Integrate this into Grafana as an app plugin and you’d have me. I don’t want to leave Grafana where I have all my other operational dashboards for this.
Love the tool, but its not practical in the enterprise world to have yet another dashboard service to look at just for metrics. It would be great, if this plays well with grafana or Otel collectors.
OTOH, monitoring long running background jobs on CH cluster is very valuable to have. Its real pain to verify, if parent and child queries have executed correctly. I would suggest doubling down on features that users cannot readily get via grafana or Otel.
"not practical" for who? If you need to debug your clickhouse clusters, you look at the clickhouse tool. That's it. This isn't an alerting/monitoring solution, it's a specialized tool for debugging and fixing issues with running clusters.
that kind of thinking (that it's too hard to learn a second tool) is how datadog gets away with charging $$$$ for mediocre versions of 10 different products that cost an order of magnitude more than they would individually. the benefits you get from combining everything into one tool are vastly overstated compared to the benefits you get from having the in-house expertise to use the right tool for the job.

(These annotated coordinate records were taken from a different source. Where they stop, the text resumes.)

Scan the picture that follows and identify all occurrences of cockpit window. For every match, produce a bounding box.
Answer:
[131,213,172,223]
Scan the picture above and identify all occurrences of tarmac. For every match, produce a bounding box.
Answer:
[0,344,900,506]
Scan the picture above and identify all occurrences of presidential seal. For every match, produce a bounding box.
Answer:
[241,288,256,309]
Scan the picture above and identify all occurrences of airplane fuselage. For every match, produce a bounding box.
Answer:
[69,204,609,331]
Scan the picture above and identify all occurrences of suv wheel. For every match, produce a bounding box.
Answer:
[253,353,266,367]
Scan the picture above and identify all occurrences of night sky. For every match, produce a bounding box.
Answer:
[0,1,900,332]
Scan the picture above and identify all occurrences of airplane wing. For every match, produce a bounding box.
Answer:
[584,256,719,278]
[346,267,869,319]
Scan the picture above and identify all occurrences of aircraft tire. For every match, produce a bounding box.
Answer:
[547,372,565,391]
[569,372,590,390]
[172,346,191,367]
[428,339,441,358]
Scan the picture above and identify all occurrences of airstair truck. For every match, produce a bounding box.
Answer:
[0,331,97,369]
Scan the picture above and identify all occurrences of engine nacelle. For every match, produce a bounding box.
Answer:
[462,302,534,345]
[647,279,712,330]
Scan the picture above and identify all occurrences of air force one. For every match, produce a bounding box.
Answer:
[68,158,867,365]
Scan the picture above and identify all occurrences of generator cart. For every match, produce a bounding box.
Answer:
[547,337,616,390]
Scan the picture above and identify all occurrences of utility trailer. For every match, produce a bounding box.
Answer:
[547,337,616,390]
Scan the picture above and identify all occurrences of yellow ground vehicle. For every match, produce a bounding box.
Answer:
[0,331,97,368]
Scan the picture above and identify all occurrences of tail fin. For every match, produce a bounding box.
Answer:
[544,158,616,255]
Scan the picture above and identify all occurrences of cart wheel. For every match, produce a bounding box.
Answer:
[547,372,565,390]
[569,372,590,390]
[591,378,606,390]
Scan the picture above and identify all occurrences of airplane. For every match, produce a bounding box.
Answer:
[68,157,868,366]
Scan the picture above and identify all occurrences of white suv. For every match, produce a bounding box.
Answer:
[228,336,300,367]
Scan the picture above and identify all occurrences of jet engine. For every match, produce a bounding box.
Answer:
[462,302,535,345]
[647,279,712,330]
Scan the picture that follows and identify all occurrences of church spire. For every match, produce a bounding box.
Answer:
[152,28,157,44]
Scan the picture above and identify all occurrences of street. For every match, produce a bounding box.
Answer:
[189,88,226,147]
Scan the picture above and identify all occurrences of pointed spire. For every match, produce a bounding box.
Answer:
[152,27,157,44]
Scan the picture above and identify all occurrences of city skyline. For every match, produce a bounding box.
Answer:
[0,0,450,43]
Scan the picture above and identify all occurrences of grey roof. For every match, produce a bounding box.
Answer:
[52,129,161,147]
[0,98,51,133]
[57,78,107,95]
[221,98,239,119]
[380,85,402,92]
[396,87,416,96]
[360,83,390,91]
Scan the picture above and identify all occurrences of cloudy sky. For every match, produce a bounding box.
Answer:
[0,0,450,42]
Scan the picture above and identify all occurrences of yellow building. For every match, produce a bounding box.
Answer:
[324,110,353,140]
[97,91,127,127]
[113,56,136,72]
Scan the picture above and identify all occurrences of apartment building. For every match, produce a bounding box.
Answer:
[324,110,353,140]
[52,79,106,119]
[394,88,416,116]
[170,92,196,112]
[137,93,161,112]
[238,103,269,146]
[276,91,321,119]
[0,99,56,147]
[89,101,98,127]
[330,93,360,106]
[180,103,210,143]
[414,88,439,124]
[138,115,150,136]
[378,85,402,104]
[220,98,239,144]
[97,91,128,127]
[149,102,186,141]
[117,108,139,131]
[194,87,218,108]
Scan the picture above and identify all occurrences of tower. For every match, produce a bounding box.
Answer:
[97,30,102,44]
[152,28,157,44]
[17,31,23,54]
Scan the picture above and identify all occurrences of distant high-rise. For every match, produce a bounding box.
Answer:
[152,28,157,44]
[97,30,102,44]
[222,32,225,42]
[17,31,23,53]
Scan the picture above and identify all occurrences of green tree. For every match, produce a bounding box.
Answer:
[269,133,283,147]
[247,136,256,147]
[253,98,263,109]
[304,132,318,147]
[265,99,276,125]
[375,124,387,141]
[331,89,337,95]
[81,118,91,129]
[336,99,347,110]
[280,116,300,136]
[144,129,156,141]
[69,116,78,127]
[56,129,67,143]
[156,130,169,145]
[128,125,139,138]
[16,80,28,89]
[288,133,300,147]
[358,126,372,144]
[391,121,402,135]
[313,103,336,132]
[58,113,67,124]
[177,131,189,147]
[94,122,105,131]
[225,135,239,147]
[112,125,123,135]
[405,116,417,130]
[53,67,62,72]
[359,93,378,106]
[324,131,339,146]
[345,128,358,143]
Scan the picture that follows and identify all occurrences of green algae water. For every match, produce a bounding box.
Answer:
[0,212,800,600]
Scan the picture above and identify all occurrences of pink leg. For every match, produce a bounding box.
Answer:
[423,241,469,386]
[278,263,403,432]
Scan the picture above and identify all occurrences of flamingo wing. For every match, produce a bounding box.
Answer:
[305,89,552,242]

Imagine you have a small business that tracks in the order of 10's - 100's of millions of events (pageviews, clicks, whatever), and you have reporting you want to run. Trying to do this in PG/MySQL would likely need to use materialized views so your reports don't take a long time to run. You could store your event data in CH directly, or use ELT/ETL process to sync/copy it into clickhouse just for reporting. Then, your queries would be very fast. It's must faster (for certain types of queries, mainly timeseries queries or queries involving aggregation of many rows). It's faster because of how the data is stored on disk. It's NOT good for fetching/updating/deleting single rows however.
It's originally designed to handle hundreds of columns, and billions of rows, but I think it can still apply to much smaller use cases that value performance. I'm implementing it currently in a similar scenario, and I'm using AirByte OSS version to ELT from postgres. Then I'm using tableau or some other BI tool to analyze that data much more effectively (I will be trying to perform complex aggregations/group by reports on 100mm rows)
Row based databases are optimized for accessing compete rows and joins. Columnar storage is optimized for accessing all, or many column values across rows. This makes aggregates and applying transformation logic faster with columnar storage than row based storage. Ie they are great for data warehouses and other analytical workloads.
Less about the data itself and more about the specific operations you want to do on it.
Large aggregations, massive datasets, large joins, and workloads that are ready heavy and eschew row-level mutations.
They get used for data analysis frequently, time series data and associated analysis meshes quite nicely too. ClickHouse itself was originally built to support arbitrary analytical queries on clickstream data at pretty massive scale. Cloudflare uses it for live analytics, Uber uses it for logs.
This is an overly simplistic but also correct answer: clickhouse was developed for analytics on clickstreams.
Technically the overall idea is that if you have lots of queries that only read certain columns and your database stores rows contiguously it's a waste to read a whole row and then discard columns.
Also compression (such as run length or delta or even ztsd) often works better if you give it a block of data that's from one column (such as a timestamp or tag value).
MDX describes data through a multidimensional structure, which makes the semantic model it presents closer to the real business, and based on this multidimensional model for more complex queries, SQL models can also provide similar capabilities, but it may be laborious or even extremely difficult to achieve when dealing with complex queries, but MDX also has disadvantages compared to SQL, that is, to thoroughly understand the multidimensional data model than to understand the SQL table model requires more learning costs.